8. En sixième et dernier lieu, aux termes de l’article 8 de la convention européenne de sauvegarde des droits de l’homme et des libertés fondamentales : « 1. Toute personne a droit au respect de sa vie privée et familiale, de son domicile et de sa correspondance. 2- Il ne peut y avoir ingérence d’une autorité publique dans l’exercice de ce droit que pour autant que cette ingérence est prévue par la loi et qu’elle constitue une mesure qui, dans une société démocratique, est nécessaire à la sécurité nationale, à la sûreté publique, au bien-être économique du pays, à la défense de l’ordre et à la prévention des infractions pénales, à la protection de la santé ou de la morale, ou à la protection des droits et libertés d’autrui. ».
9. M. A, né le 29 janvier 1986, de nationalité algérienne, est entré en France très récemment, le 5 juin 2024, accompagné de sa femme, enceinte, et de leurs deux premiers enfants, âgés de 3 et 8 ans. Le requérant soutient qu’il est entré en France dans un seul but touristique, que sa femme a rencontré des difficultés de santé dans la poursuite de sa grossesse l’empêchant de voyager et qu’il est resté avec elle sur le territoire pour ne pas la laisser seule, malgré l’expiration de son visa à compter du 5 juillet 2024. Il fait valoir, dans son audition administrative, que sa femme devait se rendre à des rendez-vous médicaux prévus à l’hôpital Jeanne de Flandre les 22 et 23 août 2024, et que le couple était, dans l’attente, hébergé chez son beau-frère. Toutefois, le requérant n’apporte ni dans son audition administrative ni dans sa requête aucun élément plus circonstancié relatif aux difficultés de santé rencontrées par sa femme dont il n’est d’ailleurs ni soutenu ni allégué qu’elle a présenté une demande de titre de séjour « étranger malade ». Par suite, alors que le requérant a vécu l’intégralité de sa vie en Algérie où il réside habituellement avec sa famille, le moyen tiré de la méconnaissance des stipulations de l’article 8 de la convention européenne de sauvegarde des droits de l’homme et des libertés fondamentales doit être écarté. Il y a lieu, pour les mêmes motifs, d’écarter également le moyen tiré de ce que la décision attaquée serait entachée d’une erreur manifeste dans l’appréciation de ses conséquences sur la situation personnelle de M. A.

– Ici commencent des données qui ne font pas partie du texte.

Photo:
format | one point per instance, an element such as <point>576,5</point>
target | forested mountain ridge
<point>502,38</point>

10. Il résulte de ce qui précède que les conclusions à fin d’annulation de la décision portant obligation de quitter le territoire français doivent être rejetées.
11. Il résulte de tout ce qui précède que les conclusions à fin d’annulation présentées par M. A doivent être rejetées. Par voie de conséquence, les conclusions à fin d’injonction sous astreinte et celles présentées au titre de l’article L 761-1 du code de justice administrative par le requérant doivent l’être également.
D E C I D E :
Article 1er : La requête de M. A est rejetée.

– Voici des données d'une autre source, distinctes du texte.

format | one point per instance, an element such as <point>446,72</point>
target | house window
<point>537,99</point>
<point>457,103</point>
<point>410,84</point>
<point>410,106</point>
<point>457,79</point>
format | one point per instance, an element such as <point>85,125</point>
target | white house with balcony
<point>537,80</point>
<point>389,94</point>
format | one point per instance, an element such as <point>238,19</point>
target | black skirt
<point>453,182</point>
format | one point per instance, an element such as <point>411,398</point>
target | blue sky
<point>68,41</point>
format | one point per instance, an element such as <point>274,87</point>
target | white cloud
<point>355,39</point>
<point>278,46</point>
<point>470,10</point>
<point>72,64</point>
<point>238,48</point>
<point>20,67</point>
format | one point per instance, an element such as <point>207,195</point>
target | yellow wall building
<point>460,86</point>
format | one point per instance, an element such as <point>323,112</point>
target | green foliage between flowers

Article 2 : Le présent jugement sera notifié à M. C A et au préfet du Nord.
Copie en sera transmise pour information au ministre d’Etat, ministre de l’intérieur.

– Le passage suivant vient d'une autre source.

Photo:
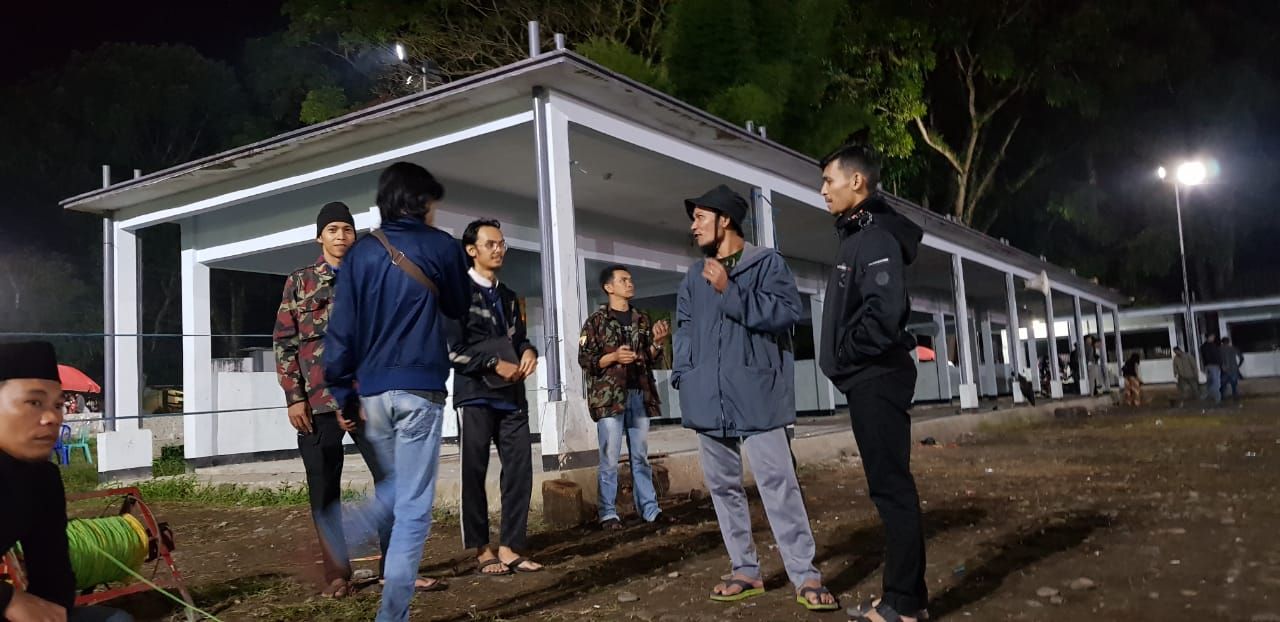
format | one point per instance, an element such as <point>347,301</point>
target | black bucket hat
<point>723,200</point>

Délibéré après l’audience du 11 février 2025, à laquelle siégeaient :
M. Fabre, président,
Mme Monteil, première conseillère,
M. Lemée, conseiller.
Rendu public par mise à disposition au greffe le 11 mars 2025.
La rapporteure,
Signé
A.-L. MONTEIL
Le président,
Signé
X. FABRE
Le greffier,
Signé
A. DEWIERE
La République mande et ordonne au préfet du Nord en ce qui le concerne ou à tous commissaires de justice à ce requis en ce qui concerne les voies de droit commun, contre les parties privées, de pourvoir à l’exécution de la présente décision.